The LLM exists in exactly two nodes. In DRAFT, it helps the requester format the procurement request in plain English and flags any missing fields. In MANAGER_REVIEW, it runs an anomaly check — does the line item pricing deviate significantly from the last three approved invoices for this vendor? It outputs a structured flag object. The manager sees the flag and makes the decision. The model does not.

Every state transition is logged to a PostgreSQL table: state name, transition timestamp, actor identity, input payload hash, output payload hash. When the auditor asked for the purchase-order trail, we pulled the stored state snapshot and showed the chain from DRAFT to PO_GENERATION, with every approval attributed to a named user.

The audit passed.

Replayability as a Design Requirement

Software architect reviewing system state data on dual monitors.

LangGraph Config
1 workflow.add_node("draft", draft_node)
2 workflow.add_node("review", review_node)
3
4 # Classical deterministic routing
5 workflow.add_edge("draft", "review") ← ①
6 workflow.add_conditional_edges(
7 "review",
8 check_approval_state,
9 {"approved": "po_gen", "rejected": "draft"} ← ②
10 )
  1. Explicit transition immune to hallucination
  2. Routing logic handled by standard Python dict mapping

The strongest argument for deterministic routing is not compliance. It is replayability.

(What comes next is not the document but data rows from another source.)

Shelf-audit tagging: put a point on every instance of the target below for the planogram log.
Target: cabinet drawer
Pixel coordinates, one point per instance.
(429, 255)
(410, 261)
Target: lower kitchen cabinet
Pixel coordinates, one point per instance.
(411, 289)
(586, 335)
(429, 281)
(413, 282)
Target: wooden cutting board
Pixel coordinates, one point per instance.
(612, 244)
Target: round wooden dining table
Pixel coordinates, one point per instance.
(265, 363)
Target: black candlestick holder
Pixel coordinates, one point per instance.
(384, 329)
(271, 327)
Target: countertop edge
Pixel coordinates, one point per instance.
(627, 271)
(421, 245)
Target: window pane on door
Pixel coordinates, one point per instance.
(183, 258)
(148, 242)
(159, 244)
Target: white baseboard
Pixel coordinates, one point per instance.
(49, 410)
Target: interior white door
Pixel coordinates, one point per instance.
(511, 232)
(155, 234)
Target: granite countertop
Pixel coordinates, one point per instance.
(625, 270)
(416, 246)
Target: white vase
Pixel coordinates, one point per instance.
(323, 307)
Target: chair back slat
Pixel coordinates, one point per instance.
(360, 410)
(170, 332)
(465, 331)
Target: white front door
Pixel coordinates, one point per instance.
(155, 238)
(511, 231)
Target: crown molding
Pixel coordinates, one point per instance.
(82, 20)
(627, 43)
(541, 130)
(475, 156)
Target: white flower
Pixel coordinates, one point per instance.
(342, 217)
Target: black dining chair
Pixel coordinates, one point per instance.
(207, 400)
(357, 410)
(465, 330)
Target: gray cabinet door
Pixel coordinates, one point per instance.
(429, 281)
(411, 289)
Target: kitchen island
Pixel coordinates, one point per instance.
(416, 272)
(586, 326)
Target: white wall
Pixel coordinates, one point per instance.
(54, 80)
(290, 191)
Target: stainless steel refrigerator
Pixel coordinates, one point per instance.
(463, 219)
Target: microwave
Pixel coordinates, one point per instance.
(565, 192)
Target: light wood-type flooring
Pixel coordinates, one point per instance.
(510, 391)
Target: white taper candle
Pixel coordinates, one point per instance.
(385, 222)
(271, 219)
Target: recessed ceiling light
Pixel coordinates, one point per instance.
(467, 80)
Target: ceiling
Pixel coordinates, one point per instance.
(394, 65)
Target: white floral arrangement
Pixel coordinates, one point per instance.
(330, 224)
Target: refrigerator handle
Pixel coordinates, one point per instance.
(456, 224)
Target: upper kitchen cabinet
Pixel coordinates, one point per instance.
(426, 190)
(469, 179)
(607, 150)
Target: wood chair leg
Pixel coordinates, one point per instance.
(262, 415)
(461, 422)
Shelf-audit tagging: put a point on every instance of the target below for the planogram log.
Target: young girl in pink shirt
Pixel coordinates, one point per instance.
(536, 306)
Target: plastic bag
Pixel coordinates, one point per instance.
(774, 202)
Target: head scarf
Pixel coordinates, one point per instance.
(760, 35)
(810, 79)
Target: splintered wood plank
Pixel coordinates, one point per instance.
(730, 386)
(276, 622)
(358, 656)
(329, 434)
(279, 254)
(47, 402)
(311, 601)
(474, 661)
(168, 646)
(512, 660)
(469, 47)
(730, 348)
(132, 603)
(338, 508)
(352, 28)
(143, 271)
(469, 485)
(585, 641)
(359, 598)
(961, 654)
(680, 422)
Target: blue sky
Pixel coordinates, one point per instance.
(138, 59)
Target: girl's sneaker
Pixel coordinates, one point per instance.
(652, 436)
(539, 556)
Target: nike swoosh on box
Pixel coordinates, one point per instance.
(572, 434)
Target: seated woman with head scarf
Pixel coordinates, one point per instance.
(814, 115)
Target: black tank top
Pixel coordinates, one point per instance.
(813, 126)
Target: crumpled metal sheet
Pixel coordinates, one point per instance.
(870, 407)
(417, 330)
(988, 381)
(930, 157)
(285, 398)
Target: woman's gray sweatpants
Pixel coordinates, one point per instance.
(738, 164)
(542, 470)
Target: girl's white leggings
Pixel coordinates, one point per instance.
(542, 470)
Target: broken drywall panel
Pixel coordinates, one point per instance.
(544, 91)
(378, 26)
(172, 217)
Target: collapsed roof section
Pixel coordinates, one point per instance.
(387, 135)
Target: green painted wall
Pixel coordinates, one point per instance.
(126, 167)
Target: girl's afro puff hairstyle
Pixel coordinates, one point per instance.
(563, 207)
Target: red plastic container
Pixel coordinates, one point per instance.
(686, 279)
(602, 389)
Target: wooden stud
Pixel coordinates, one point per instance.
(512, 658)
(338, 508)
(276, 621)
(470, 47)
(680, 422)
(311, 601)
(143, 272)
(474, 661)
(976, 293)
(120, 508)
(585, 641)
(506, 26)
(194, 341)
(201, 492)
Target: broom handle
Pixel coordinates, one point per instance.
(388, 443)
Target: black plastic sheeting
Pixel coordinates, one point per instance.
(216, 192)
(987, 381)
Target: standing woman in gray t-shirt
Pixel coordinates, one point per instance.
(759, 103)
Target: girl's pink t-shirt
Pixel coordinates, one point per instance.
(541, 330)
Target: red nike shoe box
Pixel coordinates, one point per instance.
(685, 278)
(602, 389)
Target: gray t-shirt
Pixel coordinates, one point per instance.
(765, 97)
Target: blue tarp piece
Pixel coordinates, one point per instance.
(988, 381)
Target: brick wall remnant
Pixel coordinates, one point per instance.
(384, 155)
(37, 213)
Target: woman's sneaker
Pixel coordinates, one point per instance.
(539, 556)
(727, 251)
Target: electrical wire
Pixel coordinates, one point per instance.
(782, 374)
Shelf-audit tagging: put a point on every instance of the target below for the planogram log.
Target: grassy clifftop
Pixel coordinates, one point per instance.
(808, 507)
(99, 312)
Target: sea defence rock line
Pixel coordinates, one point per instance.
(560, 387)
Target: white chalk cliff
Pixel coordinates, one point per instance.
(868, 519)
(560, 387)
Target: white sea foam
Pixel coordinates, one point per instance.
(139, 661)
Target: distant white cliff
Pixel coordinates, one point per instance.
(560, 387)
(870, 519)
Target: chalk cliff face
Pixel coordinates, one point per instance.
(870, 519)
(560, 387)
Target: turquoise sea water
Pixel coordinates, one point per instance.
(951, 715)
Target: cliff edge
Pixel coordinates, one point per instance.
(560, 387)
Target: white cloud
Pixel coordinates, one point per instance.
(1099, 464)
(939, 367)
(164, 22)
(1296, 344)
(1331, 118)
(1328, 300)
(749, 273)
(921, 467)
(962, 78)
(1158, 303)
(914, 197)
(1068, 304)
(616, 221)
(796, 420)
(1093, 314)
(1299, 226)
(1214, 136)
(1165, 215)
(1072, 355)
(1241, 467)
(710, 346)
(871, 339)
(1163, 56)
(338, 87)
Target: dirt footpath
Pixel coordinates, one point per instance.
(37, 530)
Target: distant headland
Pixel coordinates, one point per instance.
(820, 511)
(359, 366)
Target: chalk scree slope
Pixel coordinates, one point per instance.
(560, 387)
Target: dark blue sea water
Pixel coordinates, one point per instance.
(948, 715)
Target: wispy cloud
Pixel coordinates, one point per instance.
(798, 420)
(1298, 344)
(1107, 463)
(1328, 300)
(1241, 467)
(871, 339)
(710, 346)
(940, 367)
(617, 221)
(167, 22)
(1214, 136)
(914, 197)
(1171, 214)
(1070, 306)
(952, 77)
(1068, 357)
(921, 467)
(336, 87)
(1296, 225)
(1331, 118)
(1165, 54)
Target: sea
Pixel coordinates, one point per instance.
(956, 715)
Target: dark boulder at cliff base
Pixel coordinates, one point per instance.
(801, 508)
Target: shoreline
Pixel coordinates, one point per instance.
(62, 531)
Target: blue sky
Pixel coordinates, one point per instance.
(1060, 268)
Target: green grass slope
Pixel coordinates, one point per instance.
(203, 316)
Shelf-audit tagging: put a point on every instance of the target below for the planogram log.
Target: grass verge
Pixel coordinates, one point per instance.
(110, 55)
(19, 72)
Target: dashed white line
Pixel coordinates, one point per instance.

Because the routing logic lives in explicit Python and state is serialised to PostgreSQL at every transition, the workflow is fully replayable. We can take the state payload, graph version, and configuration snapshot from a historical run and replay them. Under those pinned inputs, the routing outcome is identical — not because LLM outputs are deterministic, but because the transition logic that acts on those outputs is. That is a provable property of the routing layer.

You cannot make this guarantee if the LLM is the central router. Model versions change. Temperature introduces variance. Context window positioning affects output. Two runs of the same prompt on the same model version may produce different routing decisions. In a consumer chatbot, that variance is tolerable. In a procurement system processing eight-figure annual spend, it is disqualifying.

LangGraph enforces the graph you define: nodes, edges, and transition functions are explicit code rather than model-generated routing. The compliance guarantee comes from encoding the required approval path in that graph, then testing and auditing it. This is the right primitive for enterprise agentic work — not because it’s clever, but because it mirrors how compliance-controlled workflows have always been designed. State machines are not a new idea. We’re applying them to AI-adjacent systems the way they should have been applied from the start.

Build the DAG First

Procurement teams and compliance officers have seen enough unbounded agent demos. They want to know what happens when the agent is wrong, how you detect it, and how you roll it back. “We’ll improve the prompt” is not an answer they will accept.

This approach carries a genuine upfront cost. Building explicit DAGs requires front-loaded domain modeling: process maps, defined approval thresholds, a clear taxonomy of states — all before the first line of code. Teams that skip this work sometimes reach for fully autonomous agents instead, which defers the modeling problem until it surfaces as an incident. That modeling effort isn’t unique to AI-adjacent systems; any responsible automation of a compliance-controlled workflow demands the same rigor. With a deterministic DAG, the work is visible and auditable from day one.

The architecture that passes these reviews is the same one engineers have used for critical workflow automation for decades: define the states, define the transitions, enforce the rules in code. The new ingredient is the LLM, injected as a narrow, specialised worker at the nodes where probabilistic extraction is actually needed.

Restrict agent freedom to guarantee outcomes. If you’re building for compliance, procurement, or any domain where a wrong decision has a paper trail, build the DAG first. Then ask where, specifically, an LLM makes the system better than a regex. The answer is almost always: parsing, flagging, and formatting. Not routing.